Vad är MCAD?
- Vad är MCAD?
- What is MCAD and what are the symptoms?
- What happens if MCAD is left untreated?
- What is the pathophysiology of MCAD deficiency?
- What is the difference between Reye syndrome and MCADD?
Vad är MCAD?
MCAD-brist är en medfödd, ärftlig ämnesomsättningssjukdom (metabol sjukdom) som orsakas av brist på ett enzym som behövs för nedbrytning av fettsyror i kroppen. Sjukdomen brukar oftast ge de första symtomen mellan 3 och 24 månaders ålder, men den kan också visa sig så tidigt som under de första levnadsdagarna.
What is MCAD and what are the symptoms?
The disorder can lead to early health problems, such as vomiting and lack of energy. With MCAD, a defect (mutation) in your genes changes the way your body breaks down some fats. Genetic testing can reveal whether you have these mutations.

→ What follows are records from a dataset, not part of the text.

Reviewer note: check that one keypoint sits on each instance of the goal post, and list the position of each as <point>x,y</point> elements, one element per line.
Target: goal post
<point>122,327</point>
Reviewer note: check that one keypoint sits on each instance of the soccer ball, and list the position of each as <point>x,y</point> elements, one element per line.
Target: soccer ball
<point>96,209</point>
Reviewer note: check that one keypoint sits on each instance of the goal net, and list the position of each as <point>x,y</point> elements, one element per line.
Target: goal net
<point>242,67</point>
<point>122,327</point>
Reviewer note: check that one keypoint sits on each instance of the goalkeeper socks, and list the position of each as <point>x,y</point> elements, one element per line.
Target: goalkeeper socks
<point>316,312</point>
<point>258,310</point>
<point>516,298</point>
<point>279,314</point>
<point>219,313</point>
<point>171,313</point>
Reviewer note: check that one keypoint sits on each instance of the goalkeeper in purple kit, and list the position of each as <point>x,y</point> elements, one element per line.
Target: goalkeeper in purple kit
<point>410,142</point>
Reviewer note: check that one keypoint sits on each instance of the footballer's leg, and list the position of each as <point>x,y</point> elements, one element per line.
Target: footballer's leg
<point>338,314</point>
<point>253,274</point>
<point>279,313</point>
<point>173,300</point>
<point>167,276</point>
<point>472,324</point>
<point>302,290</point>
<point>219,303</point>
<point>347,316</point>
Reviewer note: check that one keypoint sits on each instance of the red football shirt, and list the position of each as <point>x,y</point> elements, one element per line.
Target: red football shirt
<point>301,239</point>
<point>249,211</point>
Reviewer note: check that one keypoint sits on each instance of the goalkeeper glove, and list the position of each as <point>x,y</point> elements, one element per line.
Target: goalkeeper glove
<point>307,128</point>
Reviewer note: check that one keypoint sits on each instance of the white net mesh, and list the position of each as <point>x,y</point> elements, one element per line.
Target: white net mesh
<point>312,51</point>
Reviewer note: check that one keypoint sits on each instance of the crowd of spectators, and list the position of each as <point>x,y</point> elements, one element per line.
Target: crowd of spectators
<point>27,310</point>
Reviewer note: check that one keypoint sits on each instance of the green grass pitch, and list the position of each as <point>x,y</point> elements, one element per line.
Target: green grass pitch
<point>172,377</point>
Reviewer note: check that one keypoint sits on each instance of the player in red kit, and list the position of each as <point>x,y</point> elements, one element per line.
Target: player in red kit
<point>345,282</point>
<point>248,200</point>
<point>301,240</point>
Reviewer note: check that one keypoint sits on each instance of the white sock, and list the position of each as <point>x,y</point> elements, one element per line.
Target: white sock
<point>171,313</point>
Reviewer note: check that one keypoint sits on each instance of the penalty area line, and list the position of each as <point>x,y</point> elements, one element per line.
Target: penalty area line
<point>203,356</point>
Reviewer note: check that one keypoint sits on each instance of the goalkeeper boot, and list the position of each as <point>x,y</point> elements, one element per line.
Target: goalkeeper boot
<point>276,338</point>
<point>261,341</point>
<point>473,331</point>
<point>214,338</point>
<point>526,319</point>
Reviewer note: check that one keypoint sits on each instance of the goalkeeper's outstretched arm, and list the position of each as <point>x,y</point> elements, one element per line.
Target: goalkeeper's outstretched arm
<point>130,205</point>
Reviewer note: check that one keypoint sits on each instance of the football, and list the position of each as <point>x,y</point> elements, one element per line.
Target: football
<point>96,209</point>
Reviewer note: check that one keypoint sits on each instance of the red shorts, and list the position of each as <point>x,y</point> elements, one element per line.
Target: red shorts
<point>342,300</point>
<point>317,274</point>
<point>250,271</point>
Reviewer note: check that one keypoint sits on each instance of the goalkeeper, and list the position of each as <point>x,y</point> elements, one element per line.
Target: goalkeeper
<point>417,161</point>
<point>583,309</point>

What happens if MCAD is left untreated?
Left untreated, it can lead to seizures, breathing difficulties, coma and other serious health problems. MCAD deficiency is an inherited disorder. Signs and symptoms typically first appear in babies and young children. The disorder can lead to early health problems, such as vomiting and lack of energy.
What is the pathophysiology of MCAD deficiency?
MCAD deficiency is the condition in which the enzyme required for oxidation of fatty acids is absent in the body. This condition is genetically inherited and is inherited in autosomal recessive manner. Various complications develop due to improper management of the disease.
What is the difference between Reye syndrome and MCADD?
While Reye Syndrome has been specifically linked to aspirin use in children, MCADD is not associated with the use of any specific medication. 4 The primary way to treat MCADD is to prevent the symptoms of the condition from developing, as they can be quite serious.